Uninformed Comment

Harmonising colours

Posted in Art, Photoshop, Psychology and perception by uninformedcomment on July 15, 2009

It all started with a forum discussion about matching different colours, when one member (Shirley) said:

One trick for making a multi-colour scheme look good is to use colours that are all the same value (intensity). If you scan the colours in black and white, such a colour scheme appears a uniform grey. The results look colourful but harmonious.

This interesting tip led to experimentation and discussion about how this could be achieved in Photoshop or a similar image editor.  The idea was, to be able to produce colours that harmonised mathematically rather than by eye or by trial and error.

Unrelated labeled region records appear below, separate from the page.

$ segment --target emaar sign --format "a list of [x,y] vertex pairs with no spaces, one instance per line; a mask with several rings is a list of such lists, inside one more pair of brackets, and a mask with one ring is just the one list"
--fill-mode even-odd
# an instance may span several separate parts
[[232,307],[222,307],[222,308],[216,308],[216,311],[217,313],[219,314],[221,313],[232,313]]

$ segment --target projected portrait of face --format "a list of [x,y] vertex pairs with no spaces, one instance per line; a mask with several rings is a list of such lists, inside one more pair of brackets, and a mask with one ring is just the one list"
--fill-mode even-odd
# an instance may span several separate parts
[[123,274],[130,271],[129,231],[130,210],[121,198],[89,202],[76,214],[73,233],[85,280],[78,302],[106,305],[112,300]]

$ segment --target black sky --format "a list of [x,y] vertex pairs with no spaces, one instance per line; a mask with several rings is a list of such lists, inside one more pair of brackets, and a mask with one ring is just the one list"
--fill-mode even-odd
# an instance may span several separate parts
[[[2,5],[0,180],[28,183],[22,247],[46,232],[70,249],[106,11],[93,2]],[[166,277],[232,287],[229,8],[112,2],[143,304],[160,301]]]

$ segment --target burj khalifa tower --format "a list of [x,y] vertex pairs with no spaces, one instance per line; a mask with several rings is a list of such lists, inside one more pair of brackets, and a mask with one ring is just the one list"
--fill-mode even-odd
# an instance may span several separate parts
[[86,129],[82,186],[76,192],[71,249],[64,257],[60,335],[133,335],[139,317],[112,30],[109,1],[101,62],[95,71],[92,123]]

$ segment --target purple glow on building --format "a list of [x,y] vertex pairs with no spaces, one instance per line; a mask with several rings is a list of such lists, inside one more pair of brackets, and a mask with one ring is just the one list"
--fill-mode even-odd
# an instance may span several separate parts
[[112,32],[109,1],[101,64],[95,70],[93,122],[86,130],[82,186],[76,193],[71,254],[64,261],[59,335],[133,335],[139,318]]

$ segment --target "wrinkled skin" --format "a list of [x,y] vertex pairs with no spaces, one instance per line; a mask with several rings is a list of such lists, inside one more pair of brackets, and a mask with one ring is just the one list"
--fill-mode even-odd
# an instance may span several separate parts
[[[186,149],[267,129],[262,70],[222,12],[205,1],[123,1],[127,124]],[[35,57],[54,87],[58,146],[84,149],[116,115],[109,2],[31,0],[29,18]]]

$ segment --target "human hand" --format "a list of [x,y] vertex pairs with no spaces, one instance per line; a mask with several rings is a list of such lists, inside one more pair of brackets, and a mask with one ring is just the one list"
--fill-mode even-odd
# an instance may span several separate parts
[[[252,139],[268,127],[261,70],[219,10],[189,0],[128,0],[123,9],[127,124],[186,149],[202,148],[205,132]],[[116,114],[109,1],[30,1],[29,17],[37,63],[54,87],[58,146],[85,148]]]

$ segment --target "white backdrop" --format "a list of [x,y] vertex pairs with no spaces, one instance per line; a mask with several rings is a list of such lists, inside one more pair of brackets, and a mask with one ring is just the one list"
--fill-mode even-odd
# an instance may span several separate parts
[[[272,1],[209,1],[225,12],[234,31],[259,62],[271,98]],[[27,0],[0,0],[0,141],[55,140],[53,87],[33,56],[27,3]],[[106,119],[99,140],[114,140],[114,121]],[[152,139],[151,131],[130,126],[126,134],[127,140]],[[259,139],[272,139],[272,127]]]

My first thoughts were “maybe if you add up the Red, Green and Blue values, and make sure they’re the same, that’ll do the trick?”.  So, my thinking went, if you made one colour (eg) 200, 0, 0 , another  100, 100, 0 and a third 150, 0, 50, they’re all go together in perfect harmony, oh why can’t we?

So I tried it in Photoshop, made a few colours where R+G+B have the same value, and desaturated it (converted to greyscale).  Nope, different shades of grey.  Clearly something more was needed.

Enter Greg, who said:

[Photoshop’s] colour picker can be changed to HSB mode, which ought to do the job easily.

Greg was right.  HSB mode (Hue, Saturation, Brightness, an alternate way of defining a colour) does make it easy.  Experimenting in Photoshop, I found that if you keep saturation and brightness the same, and just change the hue, any colours you pick (ie values of hue) will all desaturate down to the same shade of grey.

Perhaps this is the key to getting harmonious colours using mathematics, ideal for someone like me who doesn’t really have much of an eye for colour but is happy using simple mathematics and a tool like Photoshop.

You be the judge.  The colours below may not be an ideal scheme for your living room, but at least there are no terrible clashes – there’s harmony there.

Harmonising colours

Those colours all have a saturation of 100% and a brightness of 74%.  The hue, however, runs in 45-degree increments: 0, 45, 90, 135, 180, 225, 270, 315 (360 degrees = 0 degrees for these purposes, so returns to red).  By contrast (no pun intended), the colours below have varying values for saturation and brightness, and look less harmonious as a result.  Not a massive difference, but different enough to be worth knowing and using.

Non-harmonisingcolours

There’s an old saying that the proof of the pudding is in the list of ingredients on the packet, and I’m a terrible cook, so here’s an example of fine art utilising harmonious colours – a mandala which employs colours identical in saturation and brightness but with varying hue:

Mandala of harmonising colours

Now isn’t that magnificent?  I can hear you meditating all the way from here. Om.